Trudeau thrown curveball at town hall meeting

SASKATOON — Prime Minister Justin Trudeau has continued his town hall tour of Canada with a rather friendly and low-key public meeting in Saskatoon.

Trudeau was greeted with a standing ovation Wednesday night before taking questions that gave him an opportunity to explain his government's position on a series of topics including the carbon tax and indigenous issues.

But Trudeau was thrown one curveball when a woman in the audience rose to ask him why his government declined to pass Wynn's law, a bill named after David Wynn, an Alberta RCMP officer killed by a career criminal who was out on bail at the time.

The private member's bill by Conservative Michael Cooper would require the Crown to disclose an accused's criminal history at a bail hearing to give courts more information on which to base a decision.

The bill passed the Senate by a wide margin with the support of Liberal and Conservative senators, but was shut down by federal Justice Minister Jody Wilson-Raybould.

Trudeau was forced to admit he wasn't familiar with the bill.

"The fact is, you have me at a bit of a disadvantage," he told the woman. "You obviously know a lot more details about this particular piece of legislation than I do."
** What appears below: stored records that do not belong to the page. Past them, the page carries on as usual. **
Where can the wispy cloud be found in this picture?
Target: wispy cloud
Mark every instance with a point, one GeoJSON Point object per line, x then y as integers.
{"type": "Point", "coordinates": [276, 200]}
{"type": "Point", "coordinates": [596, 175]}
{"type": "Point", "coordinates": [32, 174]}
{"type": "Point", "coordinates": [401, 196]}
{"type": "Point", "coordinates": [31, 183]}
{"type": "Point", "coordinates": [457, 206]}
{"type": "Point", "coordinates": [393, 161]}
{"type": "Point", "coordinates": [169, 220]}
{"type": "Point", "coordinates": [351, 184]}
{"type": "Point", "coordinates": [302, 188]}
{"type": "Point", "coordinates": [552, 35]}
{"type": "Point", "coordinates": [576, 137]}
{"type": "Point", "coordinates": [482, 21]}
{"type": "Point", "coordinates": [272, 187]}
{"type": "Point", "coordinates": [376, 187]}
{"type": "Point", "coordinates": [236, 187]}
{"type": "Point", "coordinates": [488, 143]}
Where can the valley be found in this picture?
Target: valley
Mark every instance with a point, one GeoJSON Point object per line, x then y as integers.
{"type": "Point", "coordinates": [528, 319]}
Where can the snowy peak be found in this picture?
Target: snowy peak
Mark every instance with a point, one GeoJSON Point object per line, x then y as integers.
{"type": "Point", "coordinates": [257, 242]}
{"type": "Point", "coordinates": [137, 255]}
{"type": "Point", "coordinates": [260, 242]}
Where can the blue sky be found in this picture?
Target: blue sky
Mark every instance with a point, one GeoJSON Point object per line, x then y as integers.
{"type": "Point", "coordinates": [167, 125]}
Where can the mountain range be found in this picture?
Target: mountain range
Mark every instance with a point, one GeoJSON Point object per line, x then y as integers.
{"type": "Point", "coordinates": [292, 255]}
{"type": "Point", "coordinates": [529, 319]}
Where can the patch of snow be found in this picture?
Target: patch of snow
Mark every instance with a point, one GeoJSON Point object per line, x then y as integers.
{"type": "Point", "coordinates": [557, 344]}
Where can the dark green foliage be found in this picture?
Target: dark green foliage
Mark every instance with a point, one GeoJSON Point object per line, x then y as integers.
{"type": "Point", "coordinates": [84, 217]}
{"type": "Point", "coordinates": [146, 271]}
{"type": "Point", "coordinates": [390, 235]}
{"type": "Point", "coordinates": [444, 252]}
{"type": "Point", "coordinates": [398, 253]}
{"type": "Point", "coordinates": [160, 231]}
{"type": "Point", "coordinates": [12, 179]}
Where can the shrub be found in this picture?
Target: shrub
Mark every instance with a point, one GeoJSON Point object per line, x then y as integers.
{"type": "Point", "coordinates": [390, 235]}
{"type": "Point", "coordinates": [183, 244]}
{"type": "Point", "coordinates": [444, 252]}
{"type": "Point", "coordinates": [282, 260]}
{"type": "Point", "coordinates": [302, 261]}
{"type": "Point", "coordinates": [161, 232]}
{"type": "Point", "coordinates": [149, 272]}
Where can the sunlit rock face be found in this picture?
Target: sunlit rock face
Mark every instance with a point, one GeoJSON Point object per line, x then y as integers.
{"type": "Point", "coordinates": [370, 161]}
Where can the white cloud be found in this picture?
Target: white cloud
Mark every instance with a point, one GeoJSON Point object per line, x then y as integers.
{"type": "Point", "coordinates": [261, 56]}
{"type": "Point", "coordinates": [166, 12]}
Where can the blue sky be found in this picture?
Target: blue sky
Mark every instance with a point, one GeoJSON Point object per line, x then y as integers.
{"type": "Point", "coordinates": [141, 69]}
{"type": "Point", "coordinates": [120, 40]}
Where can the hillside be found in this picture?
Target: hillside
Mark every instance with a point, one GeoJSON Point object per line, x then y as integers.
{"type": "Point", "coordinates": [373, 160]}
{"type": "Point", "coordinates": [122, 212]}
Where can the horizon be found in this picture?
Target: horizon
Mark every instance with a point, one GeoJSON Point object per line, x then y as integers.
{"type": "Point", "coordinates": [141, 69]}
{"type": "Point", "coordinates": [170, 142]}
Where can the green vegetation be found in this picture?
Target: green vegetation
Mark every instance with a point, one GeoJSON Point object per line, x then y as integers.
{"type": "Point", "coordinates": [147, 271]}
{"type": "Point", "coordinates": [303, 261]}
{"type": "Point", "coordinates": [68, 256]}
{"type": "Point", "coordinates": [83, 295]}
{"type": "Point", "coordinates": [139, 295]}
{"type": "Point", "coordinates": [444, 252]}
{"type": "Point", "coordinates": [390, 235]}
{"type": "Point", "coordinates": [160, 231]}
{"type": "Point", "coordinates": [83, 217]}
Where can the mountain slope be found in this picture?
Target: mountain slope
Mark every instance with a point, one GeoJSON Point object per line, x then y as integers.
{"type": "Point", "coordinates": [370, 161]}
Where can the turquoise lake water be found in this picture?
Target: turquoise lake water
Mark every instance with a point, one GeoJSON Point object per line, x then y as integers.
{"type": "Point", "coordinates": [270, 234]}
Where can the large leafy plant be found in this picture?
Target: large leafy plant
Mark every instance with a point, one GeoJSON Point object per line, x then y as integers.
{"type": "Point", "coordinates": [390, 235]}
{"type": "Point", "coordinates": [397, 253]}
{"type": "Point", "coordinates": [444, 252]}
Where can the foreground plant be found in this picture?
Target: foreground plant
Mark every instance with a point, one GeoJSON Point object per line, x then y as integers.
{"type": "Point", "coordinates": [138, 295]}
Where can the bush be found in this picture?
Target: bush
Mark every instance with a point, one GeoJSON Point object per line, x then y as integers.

He said Wilson-Raybould has his confidence and is an "excellent" minister who understands how important it is to keep Canadians safe while upholding the Charter of Rights and Freedoms.

"Getting that balance is sometimes a challenge," he told the crowd of about 750 people at the University of Saskatoon.

"We are constantly weighing the importance of protecting Canadians rights and keeping Canadians safe, particularly the men and women who service in emergency services as first responders and as police officers."

Trudeau said he will take the woman's question back to the minister of justice "and ask her to explain more clearly to you and to Canadians the rationale behind that decision."

After the meeting, Chief Bobby Cameron of the Federation of Sovereign Indian Nations, said Trudeau's visit and his meeting with voters was admirable, calling the prime minister a "genuine" man.

"It takes a lot of heart and a lot of courage to come and meet with our constituents in our homelands," he said.

"Things are slow, we understand that, and we are frustrated, don't get me wrong. They have a lot of catch-up to do and it's not by his fault. It's the previous government's fault."